Deadly Beloved(66)
“Did you see Mrs. Willis when she started to pack things into her Volvo?”
“I think so. I saw her when the Volvo was almost empty, and then she began to go back and forth into the house for the clothes, and I thought she was putting together her dry cleaning.”
“Weren’t there a lot of clothes for dry cleaning?”
Evelyn shrugged. “It’s spring. People do that in the spring. Take all their things to have them dry-cleaned, I mean. There wasn’t anybody in the whole neighborhood then except Molly Bracken picking up her paper.”
“Do you know what time this was?”
“I think so. It was six-thirty or so when Patsy left. I heard my cuckoo clock go off. And I sat there a long time, until my husband woke up at ten minutes to eight, and nobody else came out of the Willis house. Nobody at all.”
“That’s good to know.”
“Yes,” Evelyn said, feeling embarrassed again. “Well.” The pair of police detectives seemed to be hovering just behind Gregor Demarkian’s back. They made Evelyn feel uncomfortable. “Well,” she said again, backing up a little. “I have to go now. We just got back from shopping, my husband and I did. I have to unpack the groceries.”
“Thank you for coming forward,” Gregor Demarkian said.
Evelyn continued to back up. “I’m sorry I couldn’t be more help. I really am. I didn’t know Patsy all that well. I don’t know anybody here all that well. I don’t go out much.”
“You’ve given us some very valuable information.”
That was supposed to make her feel good about herself. Evelyn knew it. It wasn’t working. She backed up faster.
“I’ve got to go,” she said again, and then she was practically running down the drive, jogging back across the road, puffing up her own drive with heavy pumping motions that made her thighs hurt and her feet feel like glass about to break in a thousand pieces. Henry was nowhere to be seen. Evelyn hoped he was hiding out at the back of the house, sulking in privacy.
She made it to the top of her drive and into her garage. She went through her garage and into her mudroom. For most of this last little run she had had to hold her hat on her head. Now she sat down on one of the benches and took the hat off. Underneath it, lying against the top of her skull, she had a twelve-pound pork roast she had shoplifted from the meat bin at the Stop ’N Shop while Henry had been off on his own pawing through the fresh vegetables and lecturing nobody and everybody about the benefits of dietary fiber.
Evelyn put the pork roast in the box she used to keep her slippers in. She put the box under the bench she was sitting on. The pork roast would have to thaw.
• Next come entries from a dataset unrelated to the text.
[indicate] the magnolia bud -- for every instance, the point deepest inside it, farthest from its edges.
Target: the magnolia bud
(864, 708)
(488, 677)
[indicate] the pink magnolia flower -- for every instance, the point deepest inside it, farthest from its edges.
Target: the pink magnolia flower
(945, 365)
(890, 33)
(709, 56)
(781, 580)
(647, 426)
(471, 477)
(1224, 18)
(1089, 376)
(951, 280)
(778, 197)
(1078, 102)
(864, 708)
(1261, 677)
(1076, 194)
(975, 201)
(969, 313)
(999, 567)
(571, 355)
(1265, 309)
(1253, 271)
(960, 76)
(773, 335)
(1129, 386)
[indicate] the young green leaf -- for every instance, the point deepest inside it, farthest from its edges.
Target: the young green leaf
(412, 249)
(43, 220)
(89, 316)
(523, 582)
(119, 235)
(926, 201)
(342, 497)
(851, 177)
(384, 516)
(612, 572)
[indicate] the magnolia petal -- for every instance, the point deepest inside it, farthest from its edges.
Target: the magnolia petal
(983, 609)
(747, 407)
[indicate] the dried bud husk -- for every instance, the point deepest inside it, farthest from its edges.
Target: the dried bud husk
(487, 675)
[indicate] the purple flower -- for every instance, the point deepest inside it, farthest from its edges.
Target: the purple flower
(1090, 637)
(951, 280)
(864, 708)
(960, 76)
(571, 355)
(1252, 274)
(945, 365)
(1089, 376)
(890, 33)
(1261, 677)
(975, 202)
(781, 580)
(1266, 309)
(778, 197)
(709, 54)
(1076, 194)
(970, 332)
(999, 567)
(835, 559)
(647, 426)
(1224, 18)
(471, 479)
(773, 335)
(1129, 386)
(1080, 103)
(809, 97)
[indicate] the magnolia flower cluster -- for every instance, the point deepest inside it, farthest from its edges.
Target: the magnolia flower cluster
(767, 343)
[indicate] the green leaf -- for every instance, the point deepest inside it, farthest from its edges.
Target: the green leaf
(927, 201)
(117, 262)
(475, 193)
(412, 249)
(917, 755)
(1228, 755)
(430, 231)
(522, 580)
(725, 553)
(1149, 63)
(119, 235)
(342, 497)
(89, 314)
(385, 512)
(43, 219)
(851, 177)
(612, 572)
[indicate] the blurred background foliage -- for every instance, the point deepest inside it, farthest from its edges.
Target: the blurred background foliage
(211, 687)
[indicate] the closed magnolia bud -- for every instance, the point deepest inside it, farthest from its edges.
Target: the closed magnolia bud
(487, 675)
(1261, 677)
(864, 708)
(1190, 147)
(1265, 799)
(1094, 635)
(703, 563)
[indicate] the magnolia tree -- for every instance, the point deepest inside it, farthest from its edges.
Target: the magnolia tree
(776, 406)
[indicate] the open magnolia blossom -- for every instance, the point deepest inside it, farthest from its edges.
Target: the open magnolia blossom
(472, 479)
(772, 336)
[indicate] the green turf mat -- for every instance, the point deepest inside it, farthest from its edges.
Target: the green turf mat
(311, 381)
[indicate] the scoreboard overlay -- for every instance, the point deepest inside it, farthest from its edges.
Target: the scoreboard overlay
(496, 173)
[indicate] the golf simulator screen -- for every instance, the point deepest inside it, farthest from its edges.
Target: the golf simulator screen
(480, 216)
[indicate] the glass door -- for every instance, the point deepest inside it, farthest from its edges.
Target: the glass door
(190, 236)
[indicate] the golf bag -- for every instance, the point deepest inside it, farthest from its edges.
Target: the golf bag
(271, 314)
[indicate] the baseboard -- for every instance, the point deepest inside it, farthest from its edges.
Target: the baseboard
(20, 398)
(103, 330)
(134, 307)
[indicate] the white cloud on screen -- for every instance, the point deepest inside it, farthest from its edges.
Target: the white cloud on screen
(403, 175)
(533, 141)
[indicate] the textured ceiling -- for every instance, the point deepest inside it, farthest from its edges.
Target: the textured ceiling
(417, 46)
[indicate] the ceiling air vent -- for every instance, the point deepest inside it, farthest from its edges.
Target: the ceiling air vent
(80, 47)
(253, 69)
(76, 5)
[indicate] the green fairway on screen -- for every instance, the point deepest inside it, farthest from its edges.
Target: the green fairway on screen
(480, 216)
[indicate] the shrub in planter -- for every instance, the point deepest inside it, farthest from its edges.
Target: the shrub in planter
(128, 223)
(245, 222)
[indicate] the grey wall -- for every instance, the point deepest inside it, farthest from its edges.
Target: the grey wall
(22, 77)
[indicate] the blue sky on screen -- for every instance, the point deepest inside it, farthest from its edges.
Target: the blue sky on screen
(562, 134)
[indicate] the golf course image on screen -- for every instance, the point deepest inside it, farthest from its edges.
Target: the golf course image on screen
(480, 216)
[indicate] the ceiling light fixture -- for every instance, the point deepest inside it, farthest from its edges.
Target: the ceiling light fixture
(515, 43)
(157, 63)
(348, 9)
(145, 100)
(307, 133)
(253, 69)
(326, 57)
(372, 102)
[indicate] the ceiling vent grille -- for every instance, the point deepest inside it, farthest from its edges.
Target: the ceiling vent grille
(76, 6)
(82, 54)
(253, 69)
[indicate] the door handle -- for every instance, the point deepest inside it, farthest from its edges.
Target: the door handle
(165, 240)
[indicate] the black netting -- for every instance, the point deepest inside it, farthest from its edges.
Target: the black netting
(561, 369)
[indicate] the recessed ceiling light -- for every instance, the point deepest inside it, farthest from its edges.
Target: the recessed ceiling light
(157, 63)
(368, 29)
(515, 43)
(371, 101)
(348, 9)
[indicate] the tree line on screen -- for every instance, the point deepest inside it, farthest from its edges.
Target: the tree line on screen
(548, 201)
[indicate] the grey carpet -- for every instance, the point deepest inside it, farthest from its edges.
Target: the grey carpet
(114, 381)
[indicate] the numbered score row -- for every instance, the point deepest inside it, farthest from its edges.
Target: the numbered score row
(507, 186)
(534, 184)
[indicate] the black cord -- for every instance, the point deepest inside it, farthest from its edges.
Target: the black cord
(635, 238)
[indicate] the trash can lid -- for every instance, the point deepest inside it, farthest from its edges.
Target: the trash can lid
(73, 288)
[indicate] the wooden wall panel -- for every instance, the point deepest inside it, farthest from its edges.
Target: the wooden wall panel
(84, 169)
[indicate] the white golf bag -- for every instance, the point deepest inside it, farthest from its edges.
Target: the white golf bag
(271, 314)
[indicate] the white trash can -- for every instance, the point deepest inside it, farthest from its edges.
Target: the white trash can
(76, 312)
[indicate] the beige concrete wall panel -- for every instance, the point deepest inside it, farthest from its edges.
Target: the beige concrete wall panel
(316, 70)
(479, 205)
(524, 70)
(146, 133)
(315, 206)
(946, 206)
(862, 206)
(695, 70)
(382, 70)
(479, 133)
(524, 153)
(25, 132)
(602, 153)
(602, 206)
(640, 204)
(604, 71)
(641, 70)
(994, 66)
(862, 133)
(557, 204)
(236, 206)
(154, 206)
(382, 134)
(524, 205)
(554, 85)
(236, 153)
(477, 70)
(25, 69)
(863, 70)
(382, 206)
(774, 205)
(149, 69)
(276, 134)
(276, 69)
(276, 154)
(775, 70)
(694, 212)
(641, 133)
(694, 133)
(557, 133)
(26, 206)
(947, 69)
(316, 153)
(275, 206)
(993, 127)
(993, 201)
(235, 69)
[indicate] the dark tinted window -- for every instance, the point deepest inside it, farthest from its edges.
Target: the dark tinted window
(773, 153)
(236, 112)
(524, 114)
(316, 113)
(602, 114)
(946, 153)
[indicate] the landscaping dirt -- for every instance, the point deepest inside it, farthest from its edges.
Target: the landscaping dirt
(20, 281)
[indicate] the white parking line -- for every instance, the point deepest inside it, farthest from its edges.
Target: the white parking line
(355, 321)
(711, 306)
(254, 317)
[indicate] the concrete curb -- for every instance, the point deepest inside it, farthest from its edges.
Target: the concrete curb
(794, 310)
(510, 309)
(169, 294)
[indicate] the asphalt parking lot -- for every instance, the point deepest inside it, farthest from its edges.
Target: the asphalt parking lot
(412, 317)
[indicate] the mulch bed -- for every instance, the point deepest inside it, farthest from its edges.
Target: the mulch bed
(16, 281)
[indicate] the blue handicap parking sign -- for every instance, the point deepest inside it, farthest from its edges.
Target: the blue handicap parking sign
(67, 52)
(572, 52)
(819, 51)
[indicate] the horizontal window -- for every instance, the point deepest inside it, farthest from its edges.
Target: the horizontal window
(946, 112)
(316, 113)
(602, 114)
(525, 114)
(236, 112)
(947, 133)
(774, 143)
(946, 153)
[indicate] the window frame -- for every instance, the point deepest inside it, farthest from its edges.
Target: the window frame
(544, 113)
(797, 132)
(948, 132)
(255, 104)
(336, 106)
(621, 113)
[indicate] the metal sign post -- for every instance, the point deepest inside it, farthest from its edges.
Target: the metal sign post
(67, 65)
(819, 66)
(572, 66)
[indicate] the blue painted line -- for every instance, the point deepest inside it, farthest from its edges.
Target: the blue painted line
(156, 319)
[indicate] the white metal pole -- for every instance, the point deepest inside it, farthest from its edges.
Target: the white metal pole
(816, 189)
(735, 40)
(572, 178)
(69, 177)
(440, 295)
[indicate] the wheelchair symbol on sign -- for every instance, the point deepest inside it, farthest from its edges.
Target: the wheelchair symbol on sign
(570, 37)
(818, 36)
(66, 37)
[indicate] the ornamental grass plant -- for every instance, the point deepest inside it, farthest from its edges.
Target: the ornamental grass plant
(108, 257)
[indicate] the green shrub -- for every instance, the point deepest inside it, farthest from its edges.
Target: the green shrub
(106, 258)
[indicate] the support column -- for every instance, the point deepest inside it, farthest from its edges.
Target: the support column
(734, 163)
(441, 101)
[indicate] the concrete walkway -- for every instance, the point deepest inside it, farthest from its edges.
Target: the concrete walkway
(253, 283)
She could come back for it when Henry was out of the house, and then her only problem would be cooking it and getting rid of the smell of it before Henry caught her.
Evelyn loved pork roast. She loved the thick fat that lined the outside of it. She loved the thick fat that lined the outside of herself.
2.
If Liza Verity had kept her promise to Congresswoman Julianne Corbett, she would have been at the reception for Karla Parrish when the pipe bomb went off. Instead, she had allowed herself to be bullied into working late for the first night in almost two years. Liza had spent the evening monitoring an EKG machine attached to a six-year-old boy with a rare heart abnormality. The boy was supposed to have open-heart surgery in two days, and he was terrified. This was important work and Liza was happy with herself for doing it, but she was also aware that she wouldn’t have done it if she hadn’t had to have an excuse that Julianne was sure to accept. She herself wasn’t sure why it had become so important to her not to attend that reception. Maybe it was just that one more Really Successful member of the old Jewett House group was more than she could bear. Maybe it was just that she hadn’t wanted to look dowdy and bought-her-dress-at-Sears in the middle of all those people who had paid thousands to look good while they were having cocktails. Maybe it was just that she was sick to death of Julianne.
Whatever it was, Liza had worked all night, gone home at six in the morning for four hours’ sleep, and then come back to the hospital to do her regular shift. Now it was noon and she was sitting at a table in the hospital cafeteria, trying to drink enough very strong coffee to keep herself awake. Her uniform felt scratchy and cheap. The coffee tasted horrible. She hadn’t eaten in so long, her stomach hurt, but she was much too tired to eat. On the other side of the table, a very young and very new RN named Shirley Bates was reading through the latest edition of the Philadelphia Inquirer, exclaiming every second or so about just how horrible all this violence was getting to be.